Asher was about the same height as me, which hadn’t been the case with my few boyfriends from in high school. It was exhilarating, really, to stand toe to toe with a man and be staring directly into his eyes. He had one hazel eye and one green, and black hair that curled down over the light brown skin of his face, the product of a Haitian mom and an Irish dad. He was sensitive about his height, but I never thought of him as short because he carried himself with such confidence, like the time he stood on a picnic table in the quad during a thunderstorm and did an impression of Prince singing “Purple Rain” to a crowd of drunk freshmen.
One of Asher’s friends from photography class, a blond boy named Erit, was about a foot taller than him. Erit was his nickname, pronounced Errit-Errit-Errit; he said life was about making records, and he was scratching them. Erit was a senior and was a staple at all the parties, in dorms and frat houses and the ones in the quad that got busted, and he always had a new girl, usually a freshman.

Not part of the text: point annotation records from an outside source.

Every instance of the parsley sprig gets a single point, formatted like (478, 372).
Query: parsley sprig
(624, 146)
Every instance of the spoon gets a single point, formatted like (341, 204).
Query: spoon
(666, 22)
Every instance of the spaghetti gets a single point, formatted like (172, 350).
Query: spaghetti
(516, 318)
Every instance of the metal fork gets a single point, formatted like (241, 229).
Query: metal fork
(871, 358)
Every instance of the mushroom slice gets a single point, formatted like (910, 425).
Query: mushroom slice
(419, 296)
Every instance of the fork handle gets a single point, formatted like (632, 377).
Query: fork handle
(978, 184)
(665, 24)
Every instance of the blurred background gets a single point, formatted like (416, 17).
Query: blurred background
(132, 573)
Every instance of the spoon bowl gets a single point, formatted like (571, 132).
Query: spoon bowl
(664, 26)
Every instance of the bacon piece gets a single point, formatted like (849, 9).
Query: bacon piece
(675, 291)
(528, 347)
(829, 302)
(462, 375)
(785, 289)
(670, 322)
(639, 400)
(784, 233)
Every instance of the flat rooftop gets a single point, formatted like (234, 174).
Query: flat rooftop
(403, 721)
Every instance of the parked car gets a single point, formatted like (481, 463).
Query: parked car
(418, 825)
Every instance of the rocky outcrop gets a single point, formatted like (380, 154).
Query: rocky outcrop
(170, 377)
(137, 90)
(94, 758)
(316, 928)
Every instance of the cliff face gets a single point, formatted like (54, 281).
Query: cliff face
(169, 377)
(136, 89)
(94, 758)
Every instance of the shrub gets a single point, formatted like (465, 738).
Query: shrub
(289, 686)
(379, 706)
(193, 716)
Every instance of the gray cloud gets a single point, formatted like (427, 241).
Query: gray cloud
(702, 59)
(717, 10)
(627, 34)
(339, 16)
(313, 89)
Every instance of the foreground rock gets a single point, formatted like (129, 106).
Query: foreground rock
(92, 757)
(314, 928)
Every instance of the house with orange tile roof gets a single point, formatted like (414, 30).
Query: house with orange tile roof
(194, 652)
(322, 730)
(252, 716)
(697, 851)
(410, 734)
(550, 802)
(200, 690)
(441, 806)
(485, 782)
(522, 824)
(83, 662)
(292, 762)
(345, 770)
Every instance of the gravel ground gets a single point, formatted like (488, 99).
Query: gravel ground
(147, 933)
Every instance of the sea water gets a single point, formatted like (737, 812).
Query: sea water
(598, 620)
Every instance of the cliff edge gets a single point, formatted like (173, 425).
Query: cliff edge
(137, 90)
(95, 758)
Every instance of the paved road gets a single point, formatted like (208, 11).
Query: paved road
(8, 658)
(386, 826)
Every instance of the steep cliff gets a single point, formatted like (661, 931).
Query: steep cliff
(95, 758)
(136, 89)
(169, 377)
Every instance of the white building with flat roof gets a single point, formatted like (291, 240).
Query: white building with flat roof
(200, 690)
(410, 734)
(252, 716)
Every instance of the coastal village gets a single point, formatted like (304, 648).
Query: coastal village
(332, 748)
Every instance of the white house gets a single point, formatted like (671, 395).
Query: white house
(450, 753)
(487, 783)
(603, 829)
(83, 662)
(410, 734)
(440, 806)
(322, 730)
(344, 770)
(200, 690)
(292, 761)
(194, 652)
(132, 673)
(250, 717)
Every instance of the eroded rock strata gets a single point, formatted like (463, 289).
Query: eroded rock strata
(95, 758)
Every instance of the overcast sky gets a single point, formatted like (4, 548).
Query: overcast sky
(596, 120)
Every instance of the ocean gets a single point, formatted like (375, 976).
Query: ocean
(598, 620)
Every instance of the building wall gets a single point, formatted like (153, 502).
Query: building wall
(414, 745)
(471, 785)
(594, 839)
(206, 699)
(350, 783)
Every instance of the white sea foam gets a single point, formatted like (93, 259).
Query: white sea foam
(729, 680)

One night there was a party in Erit’s dorm. Asher left early; I stayed. There was music, dancing. Someone snorted a Xanax and fainted. We laughed. Erit touched my neck and told me it was small, so small he could probably snap it. Somehow, I took that as a compliment. Plastering the walls were posters of musicians and naked women, not the artistic black-and-white nudes that Asher had on his wall, but glaring, oil-slicked porn stars with impossibly pert breasts. I noticed these naked women more as the crowd thinned out and became just a few of us, and finally just me and Erit. By that point I was drifting in and out of blackout. I found myself sitting on the toilet, not sure how I got there. I was aware of my body only in long blinks of consciousness.
The next morning, I woke up to fuzzy light, dry mouth, pounding head, a sick feeling. I was in Erit’s bed, naked. The significance of that didn’t hit me until he said, his back turned, “You need to get the morning-after pill.”
I tried to remember what happened but couldn’t. The memory was in a locked drawer that I couldn’t open, would never be able to open. I would never know if I wanted it or if I didn’t. At first I didn’t tell anyone, but I wanted answers to those questions, and I figured if I couldn’t answer them, maybe someone else could. I told my roommate, then my RA. They both laughed it off: That’s what happens when you drink too much. I told God, too, and he seemed to call the same thing down to me in his booming, deep voice, and then I began to wonder why God’s voice was booming and deep, and not more like mine or my mother’s. That’s when I stopped going to Mass and swore off ever going to confession, convinced the priest would say the same thing, or worse, chastise me for having sex in the first place.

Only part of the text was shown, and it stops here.